In der nächsten Woche steht eine weitere Infanterieergänzungsausbildung an. Dafür gibts Montag noch grundlegende Unterrichte und Sport. Am Dienstag gehts los mit Waffenausbildung (G36/MG3), am Mittwoch haben wir Stationsausbildung, u.a. mit der Panzerfaust 3, und am Donnerstag gehts raus ins Gelände (Feuerkampf). Von Freitag auf Samstag habe ich dann wieder Wache…

Miteinander, füreinander einstehen

Fast die Hälfte meiner AGA ist um, Zeit eine kleine Zwischenbilanz zu ziehen. Ich muss sagen, dass sich meine Befürchtungen bezüglich der Härte der Grundausbildung bisher nicht bestätigt haben. Natürlich fehlen noch die großen Märsche, das zweite BiWak und auch das Gelöbnis war noch nicht. Ich denke aber, dass ich – begünstigt durch meinen Kasernen-Standort und dem Zeitpunkt – eine Menge Glück habe, jetzt die Allgemeine Grundausbildung abzuleisten. Wie ich schon in der letzten Woche geschrieben habe, hat man sich nach einigen Wochen als Soldat eingelebt.

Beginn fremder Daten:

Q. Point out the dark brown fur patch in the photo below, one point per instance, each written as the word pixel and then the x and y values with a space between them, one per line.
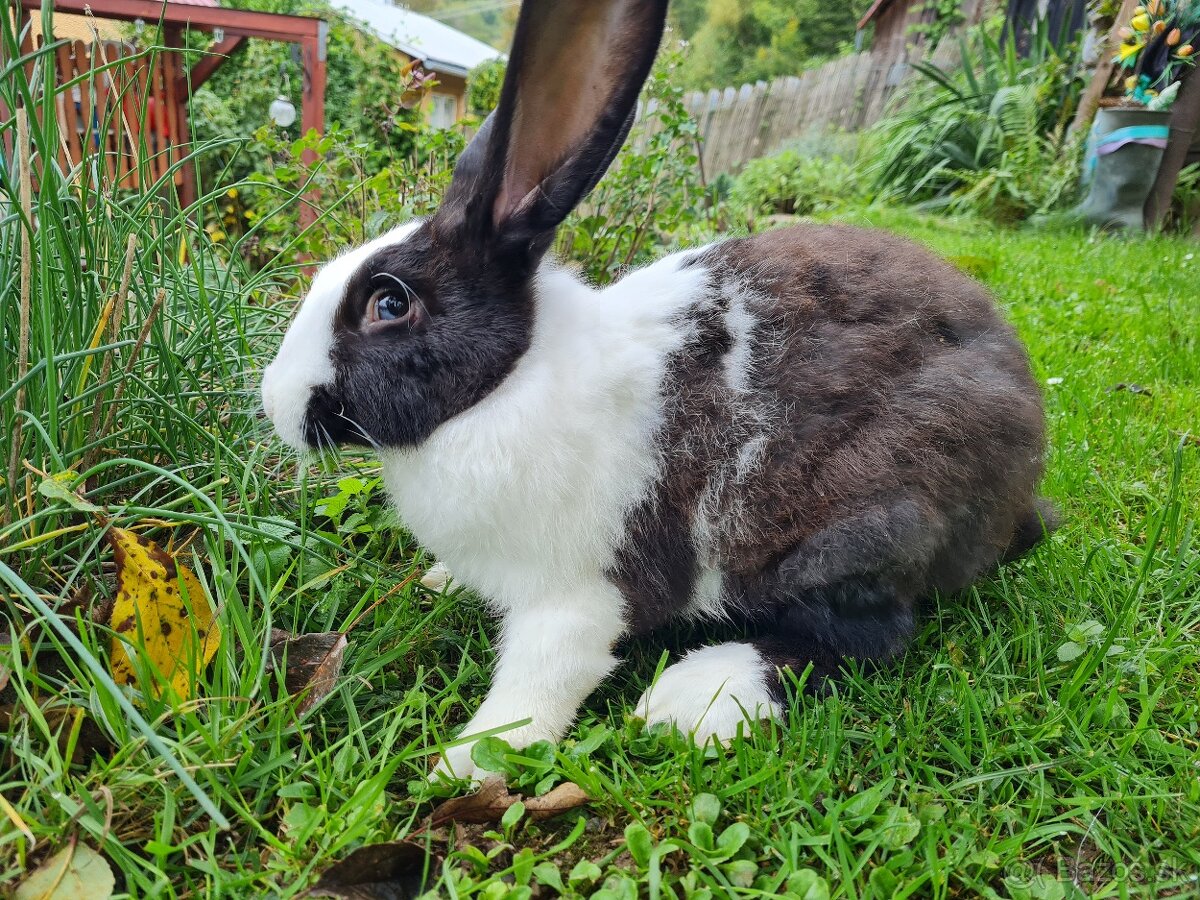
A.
pixel 900 426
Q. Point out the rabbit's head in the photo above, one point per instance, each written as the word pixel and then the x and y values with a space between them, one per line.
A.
pixel 418 325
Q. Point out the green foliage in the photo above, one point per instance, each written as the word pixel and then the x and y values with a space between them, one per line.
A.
pixel 370 94
pixel 792 181
pixel 742 42
pixel 484 87
pixel 989 137
pixel 653 197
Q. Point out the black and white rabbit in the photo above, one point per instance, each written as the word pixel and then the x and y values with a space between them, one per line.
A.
pixel 802 432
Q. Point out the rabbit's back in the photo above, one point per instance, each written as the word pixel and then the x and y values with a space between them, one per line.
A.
pixel 844 399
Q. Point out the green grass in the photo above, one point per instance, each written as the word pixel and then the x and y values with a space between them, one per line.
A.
pixel 1041 739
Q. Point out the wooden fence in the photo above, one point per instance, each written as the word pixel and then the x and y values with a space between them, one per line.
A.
pixel 741 124
pixel 121 114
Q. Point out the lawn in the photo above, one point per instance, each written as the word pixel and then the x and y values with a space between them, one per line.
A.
pixel 1041 739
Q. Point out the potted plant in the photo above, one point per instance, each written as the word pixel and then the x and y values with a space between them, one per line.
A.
pixel 1131 131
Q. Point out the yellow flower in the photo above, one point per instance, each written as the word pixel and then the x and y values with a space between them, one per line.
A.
pixel 1127 51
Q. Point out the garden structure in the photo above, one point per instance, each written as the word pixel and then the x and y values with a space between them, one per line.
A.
pixel 112 85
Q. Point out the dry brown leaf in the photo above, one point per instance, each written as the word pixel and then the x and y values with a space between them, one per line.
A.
pixel 311 663
pixel 150 613
pixel 492 799
pixel 486 804
pixel 76 873
pixel 562 798
pixel 378 871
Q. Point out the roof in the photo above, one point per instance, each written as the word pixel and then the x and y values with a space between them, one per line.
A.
pixel 876 9
pixel 439 47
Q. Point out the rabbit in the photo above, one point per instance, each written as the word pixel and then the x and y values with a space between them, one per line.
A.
pixel 799 433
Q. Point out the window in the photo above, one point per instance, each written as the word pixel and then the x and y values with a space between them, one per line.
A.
pixel 443 111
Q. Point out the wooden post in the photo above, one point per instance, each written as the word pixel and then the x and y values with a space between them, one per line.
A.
pixel 312 111
pixel 1091 97
pixel 179 123
pixel 1185 120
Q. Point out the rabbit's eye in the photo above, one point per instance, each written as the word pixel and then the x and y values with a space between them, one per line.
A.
pixel 387 305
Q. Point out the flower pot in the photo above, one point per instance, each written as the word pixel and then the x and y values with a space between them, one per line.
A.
pixel 1123 151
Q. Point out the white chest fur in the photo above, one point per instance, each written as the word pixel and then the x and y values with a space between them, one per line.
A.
pixel 527 492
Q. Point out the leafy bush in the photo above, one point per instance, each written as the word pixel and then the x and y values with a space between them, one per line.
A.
pixel 792 181
pixel 653 197
pixel 370 93
pixel 484 85
pixel 990 137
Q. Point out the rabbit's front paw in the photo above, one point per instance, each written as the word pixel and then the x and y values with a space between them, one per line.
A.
pixel 711 693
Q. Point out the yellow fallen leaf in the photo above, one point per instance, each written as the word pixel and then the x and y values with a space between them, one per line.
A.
pixel 77 873
pixel 178 636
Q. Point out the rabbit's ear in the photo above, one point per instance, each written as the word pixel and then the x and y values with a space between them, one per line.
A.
pixel 567 105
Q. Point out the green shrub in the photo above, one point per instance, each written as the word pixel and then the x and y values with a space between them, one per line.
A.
pixel 990 137
pixel 792 183
pixel 484 85
pixel 653 198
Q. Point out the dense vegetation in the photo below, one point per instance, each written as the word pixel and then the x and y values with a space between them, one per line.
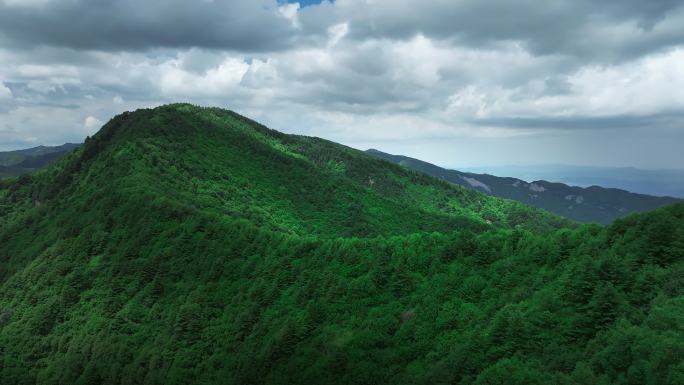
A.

In dieser Woche ging es nach einigen Unterrichten und Arztterminen (Wiederbestellung als LSM, Impfung) hauptsächlich um die Erstausbildung am MG3. Dazu hatten wir am Donnerstag einen weiteren Geländetag mit Ausbildung im Feuerkampf, Stellung beziehen, Alarmposten, Sperren und Bekämpfung unterlegender/überlegender Feind. Mit dem Maschinengewehr haben wir im AGSHP geschossen. Nebenbei gabs Einweisungen in das Zerlegen & Zusammensetzen bzw. Ladetätigkeiten des Maschinengewehrs. Mein „Golden Goal“ im Zerlegen des G36 habe ich übrigens relativ entspannt geschafft. Für die Sicherheitsüberprüfung, das Zerlegen & Zusammensetzen und die Funktionsprüfung hatten wir 2:30min Zeit. Das war eigentlich gut zu schaffen. Ansonsten war ich diese Woche das erste Mal GvD (Gefreiter vom Dienst, die Bundeswehr spricht in Abkürzungen ;-) ). Da wir bei uns nicht genügend Unteroffiziere haben, müssen die Rekruten den GvD-Posten besetzen, UvD (= Unteroffizier vom Dienst) sind dann vor allem Mannschafter höheren Dienstgrades. War schon nicht einfach, vor allem, da ich den anstrengendsten Tag erwischt habe (von Dienstag auf Mittwoch). Glücklicherweise konnte ich wenigstens drei Stunden pennen. Nächste Woche haben wir ab Dienstag SanAusbildung. Der Montag ist für uns frei, da wir am 31.10. (Reformationstag, ein Feiertag in Brandenburg) Dienst gemacht haben.